MIO PADRE E BERLINO
Yoani Sancez
Dalla finestra odo il rumore di un treno che passa. A
Berlino si sente sempre fischiare un treno da qualche parte. Mi affaccio e
scorgo una realtà ben diversa da quella vista da mio padre in quel 1984 quando
giunse per la prima volta in questa città. Macchinista di treni, si era
guadagnato -grazie a ore volontarie e molto lavoro – un viaggio verso il
futuro. Sì, perché a quel tempo la
RDT rappresentava l’orizzonte che molti cubani un giorno o
l’altro speravano di raggiungere. Per questo motivo a quel conducente di
locomotive con le mani sporche di grasso, dettero anche un buono perché potesse
comprare qualche vestito prima di andare in Europa. Gli toccò un completo
giacca e pantaloni, oltre a una valigia enorme dentro la quale io e mia sorella
giocavamo a nasconderci. Arrivò in Germania Est che era pieno inverno e restò
soltanto due settimane per una visita guidata, il cui obiettivo principale era
quello di dimostrare ai fortunati viaggiatori i vantaggi del modello
socialista. Mio padre tornò a Cuba convinto.

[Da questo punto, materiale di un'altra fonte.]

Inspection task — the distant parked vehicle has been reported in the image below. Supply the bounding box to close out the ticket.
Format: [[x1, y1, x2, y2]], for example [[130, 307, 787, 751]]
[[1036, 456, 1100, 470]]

In aeroporto, di ritorno, mostrava un sorriso luminoso e
teneva un sacchetto in mano. Dentro c’erano un paio di scarpe per ognuna delle
sue figlie, forse la cosa migliore ottenuta in quel viaggio. Inoltre c’erano i
ricordi. Per anni ci ha raccontato il suo soggiorno nella RDT. Ogni volta
aggiungeva nuovi dettagli, fino a trasformare quel viaggio quasi in una
leggenda familiare da ascoltare ogni volta che ci riunivamo per festeggiare
qualche ricorrenza. Al giorno d’oggi lo stupore di quel macchinista si riassume
nel fatto che a Berlino aveva potuto sedersi in una caffetteria e chiedere
qualcosa da bere senza fare una lunga coda, aveva comprato alcuni regali alle
sue piccole senza mostrare una tessera del razionamento ed era riuscito a farsi
una doccia calda nell’hotel dove alloggiava. Si era sorpreso per ogni piccola
cosa.
Adesso sono io che mi trovo a Berlino. E sto pensando che
mio padre non riconoscerebbe questa città, non ci ritroverebbe quel luogo visitato
in un anno così orwelliano come indicato da quella data. Di quel muro che la
divida in due resta soltanto un pezzo da museo dipinto da alcuni artisti;
l’hotel dove alloggiò probabilmente è stato demolito e il nome della donna che
fungeva da traduttrice e che lo sorvegliava – perché non scappasse a occidente
– non compare più sulla guida
telefonica. Non esiste più neppure la valigia, le scarpe durarono solo un anno
scolastico e le foto di colore arancione scattate in AlexanderPlatz sono state
maneggiate così tante volte da non essere quasi più visibili. Tuttavia, sono
sicura che quando tornerò a Cuba, mio padre cercherà di spiegarmi Berlino,
dicendomi come entrò in una panetteria e come riuscì a mangiarsi una pasticcino
senza presentare la tessera del razionamento. Sorriderò e gli darò ragione. Non
è giusto distruggere dei sogni così a lungo accarezzati.